Cinquième Dimanche du Temps Ordinaire

Jésus à Capharnaüm

Nous venons d’entendre la suite de la « journée à Capharnaüm », présentée par Saint Marc au début de son Évangile.  La semaine dernière nous avons suivi Jésus dans la Synagogue de cette petite ville, le jour du Shabbat.  Jésus y a fait la lecture puis donné un enseignement nouveau, avant de faire une guérison. 

Marc a composé cette « journée » de manière précise, montrant l’autorité de Jésus dans son enseignement à la synagogue, puis dans les deux guérisons, avant de passer le reste du shabbat dans la maison de Pierre.  Au coucher du soleil, dès que le shabbat se termine, les gens accourent pour se faire guérir.  Jésus restaure ainsi la Création en ce septième jour, jour où le Créateur se reposa de toute l’œuvre qu’Il avait faite. 

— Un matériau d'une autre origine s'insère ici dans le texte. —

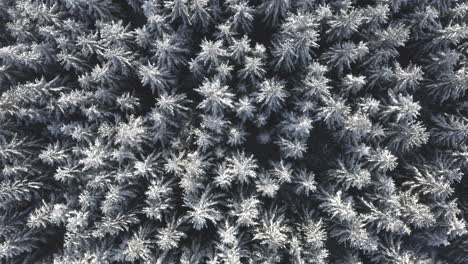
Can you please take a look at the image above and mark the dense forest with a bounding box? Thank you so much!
[0,0,468,264]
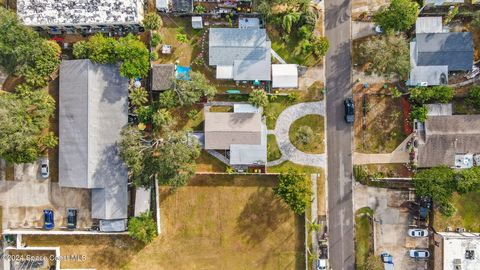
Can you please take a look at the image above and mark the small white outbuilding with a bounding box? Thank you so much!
[272,64,298,88]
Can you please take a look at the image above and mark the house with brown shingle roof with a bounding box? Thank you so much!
[418,115,480,168]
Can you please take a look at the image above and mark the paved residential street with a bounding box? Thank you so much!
[325,0,355,270]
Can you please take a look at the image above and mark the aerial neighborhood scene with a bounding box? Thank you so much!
[0,0,480,270]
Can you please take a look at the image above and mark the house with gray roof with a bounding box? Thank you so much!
[417,114,480,168]
[407,17,473,86]
[204,104,267,167]
[208,28,272,81]
[152,64,175,91]
[58,60,128,228]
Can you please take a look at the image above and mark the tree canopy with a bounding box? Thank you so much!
[273,170,312,215]
[0,7,60,86]
[142,12,163,30]
[0,85,57,163]
[160,71,217,108]
[358,34,410,78]
[373,0,419,32]
[128,212,157,244]
[73,33,150,78]
[412,166,480,216]
[248,89,268,108]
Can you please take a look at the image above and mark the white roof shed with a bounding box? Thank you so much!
[272,64,298,88]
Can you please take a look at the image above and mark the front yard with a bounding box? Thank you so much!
[433,191,480,232]
[354,84,408,153]
[125,175,305,270]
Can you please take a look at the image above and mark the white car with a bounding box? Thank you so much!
[40,158,50,178]
[408,229,428,237]
[408,249,430,259]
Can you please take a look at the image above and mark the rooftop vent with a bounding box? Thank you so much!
[465,250,475,260]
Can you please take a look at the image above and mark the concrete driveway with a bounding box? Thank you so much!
[0,159,92,229]
[355,184,428,270]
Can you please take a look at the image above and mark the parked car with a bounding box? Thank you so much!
[408,249,430,259]
[408,229,428,237]
[316,259,327,270]
[43,209,55,230]
[67,208,77,230]
[343,98,355,124]
[40,158,50,178]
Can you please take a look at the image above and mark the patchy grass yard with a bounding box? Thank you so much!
[125,175,305,270]
[267,161,323,174]
[354,85,408,153]
[267,134,282,161]
[196,150,227,172]
[433,191,480,232]
[288,114,325,154]
[355,207,373,270]
[23,235,143,270]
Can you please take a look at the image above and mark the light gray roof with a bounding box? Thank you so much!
[208,28,271,66]
[416,32,473,71]
[205,112,262,150]
[59,60,128,219]
[418,115,480,167]
[407,66,448,86]
[152,64,175,91]
[17,0,143,26]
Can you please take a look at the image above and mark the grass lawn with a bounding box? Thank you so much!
[267,161,323,174]
[267,134,282,161]
[288,114,325,154]
[355,207,373,270]
[354,91,407,153]
[433,191,480,232]
[22,235,143,270]
[196,150,227,172]
[171,104,205,131]
[124,175,305,270]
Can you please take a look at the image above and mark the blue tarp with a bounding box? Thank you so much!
[175,66,191,81]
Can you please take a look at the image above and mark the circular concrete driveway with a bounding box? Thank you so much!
[267,101,325,167]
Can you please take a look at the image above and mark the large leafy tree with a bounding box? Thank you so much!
[273,170,312,214]
[373,0,419,32]
[128,212,157,244]
[160,71,216,108]
[0,7,60,83]
[142,12,163,30]
[116,34,150,78]
[359,34,410,78]
[412,166,457,216]
[0,87,57,163]
[248,89,268,108]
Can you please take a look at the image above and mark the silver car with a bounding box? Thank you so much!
[40,158,50,178]
[408,229,428,237]
[408,249,430,259]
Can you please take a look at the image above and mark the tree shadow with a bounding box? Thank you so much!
[236,187,291,245]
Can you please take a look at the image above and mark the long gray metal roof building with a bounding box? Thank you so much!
[59,60,128,219]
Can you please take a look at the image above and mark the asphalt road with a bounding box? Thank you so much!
[325,0,355,270]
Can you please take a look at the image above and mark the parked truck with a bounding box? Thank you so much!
[380,252,393,270]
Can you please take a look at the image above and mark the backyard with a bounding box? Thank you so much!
[433,191,480,232]
[355,207,373,270]
[354,84,408,153]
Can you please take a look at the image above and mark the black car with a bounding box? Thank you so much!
[343,98,355,123]
[67,208,77,230]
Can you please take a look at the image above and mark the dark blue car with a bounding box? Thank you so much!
[43,209,55,230]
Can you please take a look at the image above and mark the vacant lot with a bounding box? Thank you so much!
[126,175,304,269]
[433,192,480,232]
[355,85,408,153]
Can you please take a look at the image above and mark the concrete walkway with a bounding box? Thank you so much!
[267,101,325,167]
[353,133,413,165]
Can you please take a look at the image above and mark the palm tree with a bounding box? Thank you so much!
[129,87,148,107]
[282,10,301,34]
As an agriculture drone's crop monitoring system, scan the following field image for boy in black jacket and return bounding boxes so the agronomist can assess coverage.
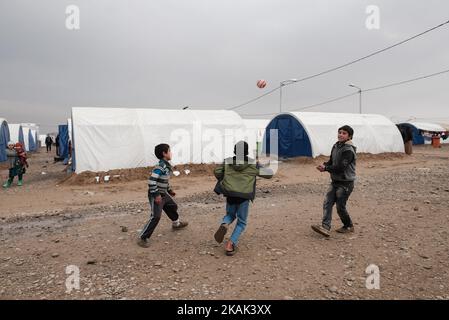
[312,126,357,237]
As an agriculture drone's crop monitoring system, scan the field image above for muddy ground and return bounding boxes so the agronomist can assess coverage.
[0,145,449,299]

Même si l’évangéliste a fait œuvre littéraire en juxtaposant des éléments de la tradition de Jésus glanés ici et là, il ne s’agit pas pour autant d’une présentation idéalisée ou romancée de la vie de Jésus…  Les évangélistes ont, chacun à sa manière, transmis pour leurs communautés respectives, les paroles et les actes de Jésus afin de nourrir leur foi et leur prière.  On peut imaginer que les chrétiens à cette époque souhaitaient vivre le Jour du Seigneur comme Jésus avait vécu le Shabbat.  Mais l’interprétation que fit Marc ne s’arrête pas à la rédaction de son Évangile.  Ce texte n’est pas un message hors du temps…  Si la liturgie nous invite à relire la Bible, c’est qu’il s’y trouve un message, une Parole de Dieu pour nous ici et maintenant, pas seulement pour les chrétiens de la période apostolique. 

Lorsque l’Église nous invite à relire cette péricope, elle met en parallèle, dans la première lecture un extrait du Livre de Job.  Est-ce que Job exagère sa plainte ?  Non, les souffrances qu’il décrit sont le lot de nombre de personnes de par le monde, aujourd’hui comme du temps de Jésus, comme du temps de Job.  La liturgie crée un contraste extrême par la mise en parallèle d’un texte de l’Ancien Testament avec cet Évangile.  Pour Job les jours sont sombres, vides et sans espoir.  Avec Jésus, Marc décrit un jour plein et accompli, perfection de santé, de sainteté et de salut.  Il ne s’agit pas seulement de la puissance de la Parole de Jésus, pas seulement de sa puissance sur les démons et la maladie.  Non, Jésus a tout pouvoir sur le chaos du monde. 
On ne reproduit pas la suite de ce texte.